I worry that it’s easy to read the list below as saying that this narrow slice, all clustered in one portion of the neighborhood, is a very big slice of the space of possible ways an AGI group may have to burn down its lead.

This is one of my models for how people wind up with really weird pictures of MIRI beliefs. I generate three examples that are clustered together because I'm bad at generating varied examples on the fly, while hoping that people can generalize to see the broader space these are sampled from; then people think I’ve got a fetish for the particular corner of the space spanned by the first few ideas that popped into my head. E.g., they infer that I must have a bunch of other weird beliefs that force reality into that particular corner.

I also worry that the list below doesn’t come with a sufficiently loud disclaimer about how the real issue is earlier and more embarrassing. The real difficulty isn't that you make an AI and find that it's mostly easy to align except that it happens to befall issues b, d, and g. The thing to expect is more like: you just have this big pile of tensors, and the interpretability tools you've managed to scrounge together give you flashes of visualizations of its shallow thoughts, and the thoughts say “yep, I’m trying to kill all humans”, and you are just utterly helpless to do anything about, because you don't have the sort of mastery of its cognition that you'd need to reach in and fix that and you wouldn't know how to fix it if you did. And you have nothing to train against, except the tool that gives you flashes of visualizations (which would just train fairly directly against interpretability, until it was thinking about how to kill all humans somewhere that you couldn't see).
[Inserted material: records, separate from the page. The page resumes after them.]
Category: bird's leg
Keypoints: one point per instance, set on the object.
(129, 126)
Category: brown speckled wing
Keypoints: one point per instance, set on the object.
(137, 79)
The brainstormed list below is an exercise in how, if you zoom in on any part of the problem, reality is just allowed to say “lol nope” to you from many different angles simultaneously. It's intended to convey some of the difference (that every computer programmer knows) between "I can just code X" and "wow, there is a lot of subtlety to getting X right"; the difference between the optimistic hope in-advance that everything is going to go smoothly, and the excessively detailed tarpit of reality. This is not to be confused with thinking that these hurdles are a particularly representative sample, much less an attempt to be exhaustive.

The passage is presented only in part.